I do not think ISCI will be very successful, mostly because the party has been out maneuvered by the Sadrists and other Shia groups, especially in the southern provinces like Basra. ISCI lacks both strong leadership and organizational reach, as in contrast to the Sadrists.

6. In recent years Moqtada al-Sadr has tried to portray himself as something of a statesman, while still trying to appeal to the street. Do you think those policies have allowed him to expand his base at all?

Yes, I think so, although not to an extent that could make him into a non-sectarian national figure. Sadr’s latest strategy has been the launch of an anti-corruption campaign in the government, specifically through the Commission of Integrity, and of course this is meant for electoral gain, and also a way to challenge Prime Minister Nouri al-Maliki’s influence.

Sadr has maintained his alliance with PM Maliki despite their differences (Wired)

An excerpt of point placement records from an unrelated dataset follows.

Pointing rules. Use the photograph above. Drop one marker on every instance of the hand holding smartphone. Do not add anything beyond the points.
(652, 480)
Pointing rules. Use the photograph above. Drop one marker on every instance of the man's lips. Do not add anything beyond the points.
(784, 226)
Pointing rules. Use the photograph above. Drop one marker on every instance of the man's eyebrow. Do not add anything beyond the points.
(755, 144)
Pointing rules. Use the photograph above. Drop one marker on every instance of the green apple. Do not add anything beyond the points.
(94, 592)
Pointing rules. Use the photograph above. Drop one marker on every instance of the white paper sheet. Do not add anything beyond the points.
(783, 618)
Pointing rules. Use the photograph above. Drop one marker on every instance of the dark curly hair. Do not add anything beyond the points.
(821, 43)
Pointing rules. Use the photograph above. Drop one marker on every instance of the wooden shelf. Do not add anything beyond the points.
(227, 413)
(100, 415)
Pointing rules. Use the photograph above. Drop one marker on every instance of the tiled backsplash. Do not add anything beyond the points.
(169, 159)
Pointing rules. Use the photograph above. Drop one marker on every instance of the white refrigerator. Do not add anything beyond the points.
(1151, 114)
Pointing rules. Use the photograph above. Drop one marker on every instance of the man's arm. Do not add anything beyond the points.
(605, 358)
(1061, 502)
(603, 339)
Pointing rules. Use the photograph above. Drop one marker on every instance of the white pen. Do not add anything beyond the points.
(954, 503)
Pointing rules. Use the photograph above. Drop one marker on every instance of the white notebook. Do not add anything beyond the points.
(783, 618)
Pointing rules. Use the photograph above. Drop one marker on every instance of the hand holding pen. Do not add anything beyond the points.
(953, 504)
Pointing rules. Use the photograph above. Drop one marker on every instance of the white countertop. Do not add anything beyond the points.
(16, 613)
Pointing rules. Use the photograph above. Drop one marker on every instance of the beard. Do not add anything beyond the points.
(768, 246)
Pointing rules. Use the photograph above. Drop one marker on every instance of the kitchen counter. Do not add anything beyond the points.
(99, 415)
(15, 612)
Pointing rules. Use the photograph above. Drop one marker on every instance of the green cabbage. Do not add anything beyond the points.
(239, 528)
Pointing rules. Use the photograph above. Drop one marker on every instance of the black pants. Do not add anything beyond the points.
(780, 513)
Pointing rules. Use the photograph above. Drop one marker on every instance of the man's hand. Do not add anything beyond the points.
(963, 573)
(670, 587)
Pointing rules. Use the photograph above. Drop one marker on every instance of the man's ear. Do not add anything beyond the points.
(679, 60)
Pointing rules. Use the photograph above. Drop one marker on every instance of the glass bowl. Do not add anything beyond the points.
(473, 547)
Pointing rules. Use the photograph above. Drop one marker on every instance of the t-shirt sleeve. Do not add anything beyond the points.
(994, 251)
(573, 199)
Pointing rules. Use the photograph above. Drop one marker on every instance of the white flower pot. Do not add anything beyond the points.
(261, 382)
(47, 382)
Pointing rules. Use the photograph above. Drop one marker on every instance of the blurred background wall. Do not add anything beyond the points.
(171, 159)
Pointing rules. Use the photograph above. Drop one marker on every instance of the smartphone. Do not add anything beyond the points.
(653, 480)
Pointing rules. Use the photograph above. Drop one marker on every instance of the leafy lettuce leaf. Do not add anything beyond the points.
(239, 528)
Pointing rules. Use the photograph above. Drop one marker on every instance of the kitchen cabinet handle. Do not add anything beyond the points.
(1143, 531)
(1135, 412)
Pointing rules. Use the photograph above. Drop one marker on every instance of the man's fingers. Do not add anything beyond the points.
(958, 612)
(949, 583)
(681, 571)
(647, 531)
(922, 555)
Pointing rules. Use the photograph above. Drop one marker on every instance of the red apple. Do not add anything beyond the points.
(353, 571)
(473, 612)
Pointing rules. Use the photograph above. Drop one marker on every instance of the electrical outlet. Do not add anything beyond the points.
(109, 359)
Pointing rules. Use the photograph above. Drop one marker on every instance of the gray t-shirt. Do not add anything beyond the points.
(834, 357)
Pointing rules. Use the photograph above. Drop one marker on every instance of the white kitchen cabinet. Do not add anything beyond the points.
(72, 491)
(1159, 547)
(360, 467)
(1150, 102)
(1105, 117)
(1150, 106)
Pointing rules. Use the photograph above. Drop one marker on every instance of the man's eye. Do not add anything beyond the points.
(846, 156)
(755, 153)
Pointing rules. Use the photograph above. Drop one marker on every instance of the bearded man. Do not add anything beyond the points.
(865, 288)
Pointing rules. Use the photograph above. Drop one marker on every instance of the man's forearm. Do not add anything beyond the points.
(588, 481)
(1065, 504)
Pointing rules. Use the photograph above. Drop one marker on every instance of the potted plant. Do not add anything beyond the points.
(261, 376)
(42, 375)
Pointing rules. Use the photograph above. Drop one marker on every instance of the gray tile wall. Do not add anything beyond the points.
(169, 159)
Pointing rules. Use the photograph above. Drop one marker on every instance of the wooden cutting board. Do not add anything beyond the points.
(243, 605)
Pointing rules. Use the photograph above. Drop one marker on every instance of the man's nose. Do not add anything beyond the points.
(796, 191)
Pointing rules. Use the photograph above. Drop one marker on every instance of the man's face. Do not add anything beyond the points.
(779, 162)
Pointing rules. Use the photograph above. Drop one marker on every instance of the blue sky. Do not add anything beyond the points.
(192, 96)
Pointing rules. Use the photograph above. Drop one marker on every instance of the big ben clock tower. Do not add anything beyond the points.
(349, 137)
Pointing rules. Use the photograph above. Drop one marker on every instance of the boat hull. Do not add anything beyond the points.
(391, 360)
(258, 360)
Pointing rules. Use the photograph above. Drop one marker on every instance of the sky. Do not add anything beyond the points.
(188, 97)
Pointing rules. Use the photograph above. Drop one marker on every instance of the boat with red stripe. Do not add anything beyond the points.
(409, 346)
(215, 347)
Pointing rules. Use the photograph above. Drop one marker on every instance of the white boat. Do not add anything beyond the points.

7. The relationship between Sadr and Prime Minister Nouri al-Maliki has always been rough, but in the 2009 elections, the two ended up joining together to shut out the Supreme Council from many governorships. That continued after the 2010 voting, as Sadr was instrumental in keeping Maliki in office. Can you see the two sticking together again in this year’s voting or will they finally be parting ways?

I think a Maliki-Sadr alliance will primarily depend on how other political factions, including the Kurds, will realign their positions in weeks to come. My hunch is that Sadr will continue his “marriage of convenience” with Maliki until he feels comfortable to stand as an independent political force, without the need to seek the support of Dawa party to form a government. If in the next elections the Sadrists win more votes I think we could see a possible breakup of this alliance, which could change the Iraqi political landscape.

8. Overall, it seems like the Shiite religious parties have tried to close ranks to hold onto power when it counts. Can this last or do you think the internal rivalries between the leaders will ultimately drive them apart?

Since 2009 I have been arguing that Iraq is slowly but surely entering a post-sectarian political era. Many in Washington, and certain academic circles, disagree. They still use sectarian categories to describe the post-election politics of Baghdad, ultimately failing to see how local and personal politics, group-network alliance, regardless of religion, is slowly changing Iraqi politics.

Ultimately, down the road, I do not think religion will be the defining feature of Iraqi party politics. But this depends on both internal and external factors that could impact the way political factions align or reshape themselves in Iraq’s parliamentarian political system.